Blessing of the Hands Unity Ceremony

There are two ways that our wedding officiants incorporate in a blessing of the hands unity ceremony into a wedding ceremony.

The first way is to have the couple participate in a traditional hand-fasting.  The hand-fasting ceremony is right before the end of the wedding ceremony.  The couple can choose to have both of their hands tied together, and then untied before their pronouncement.  Or they can choose to have one hand each tied together, be pronounced husband and wife, and walk back down the aisle together with two of their hands still knotted.  Neither way is wrong and we leave it up to the couple on what they prefer.

The hand-fasting ceremony is an ancient Celtic tradition.  There are many versions of the ceremony and it is the origin of the phrase “tying the knot”.  There is not a certain type of fabric that must be used.  Ribbon, silk, rope cord, etc. are all good choices.  The fabric must be long enough to complete the ceremony.  We recommend at least 3 – 3.5 feet.

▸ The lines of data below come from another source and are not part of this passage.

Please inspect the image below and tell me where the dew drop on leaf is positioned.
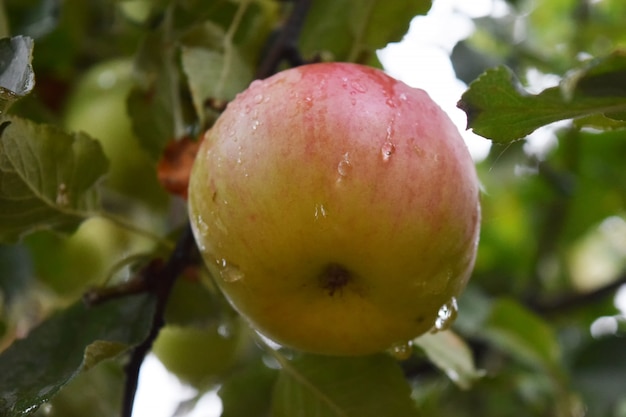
[389,340,413,361]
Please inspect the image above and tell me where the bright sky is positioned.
[133,0,494,417]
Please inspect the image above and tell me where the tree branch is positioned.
[117,224,198,417]
[256,0,311,79]
[526,272,626,315]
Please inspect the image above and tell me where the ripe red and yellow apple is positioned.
[189,63,480,355]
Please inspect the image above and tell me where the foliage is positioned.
[0,0,626,417]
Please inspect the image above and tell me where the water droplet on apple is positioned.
[350,80,367,93]
[389,340,413,361]
[217,323,234,339]
[314,204,328,221]
[431,297,459,333]
[337,152,352,181]
[380,142,396,162]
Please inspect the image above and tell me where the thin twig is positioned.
[256,0,311,79]
[122,224,198,417]
[526,272,626,314]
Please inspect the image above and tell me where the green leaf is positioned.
[413,330,484,389]
[0,36,35,96]
[484,298,561,371]
[0,36,35,113]
[127,29,182,156]
[182,45,253,122]
[457,62,626,143]
[218,358,278,417]
[0,295,154,417]
[272,354,419,417]
[0,118,108,241]
[300,0,431,63]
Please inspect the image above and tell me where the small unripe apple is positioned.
[189,63,480,355]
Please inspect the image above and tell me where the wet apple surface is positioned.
[189,63,480,355]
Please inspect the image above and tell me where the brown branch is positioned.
[256,0,311,79]
[122,224,198,417]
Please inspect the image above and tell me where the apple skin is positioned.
[189,63,480,355]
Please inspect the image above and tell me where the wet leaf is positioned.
[0,295,154,417]
[272,354,419,417]
[0,118,108,241]
[413,330,484,389]
[0,36,35,113]
[484,298,561,370]
[182,45,253,122]
[457,57,626,143]
[218,360,278,417]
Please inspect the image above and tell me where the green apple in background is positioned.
[189,63,480,355]
[64,58,167,208]
[152,319,251,390]
[24,217,154,298]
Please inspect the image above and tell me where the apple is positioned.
[63,58,167,208]
[24,217,154,299]
[189,63,480,355]
[152,320,250,390]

The second way is to have the couple face each other matching right palms and then left palms.  The wording of the blessing is very similar to the hand-fasting except there is no mention of tying knots.  The focus is on the hands.  For example, here is a piece of the blessing:

These are the hands of your best friend, young and strong and full of love for you, that are holding yours on your wedding day, as you promise to love each other today, tomorrow and forever. These are the hands that will work alongside yours, as together you build your future.                                                                                                                                                                                               These are the hands that will passionately love you and cherish you through the years, and with the slightest touch, will comfort you like no other.

 

The hand blessing ceremony can take the place of a traditional prayer for those couples wanting a secular ceremony or to add a uniqueness to their wedding ceremony.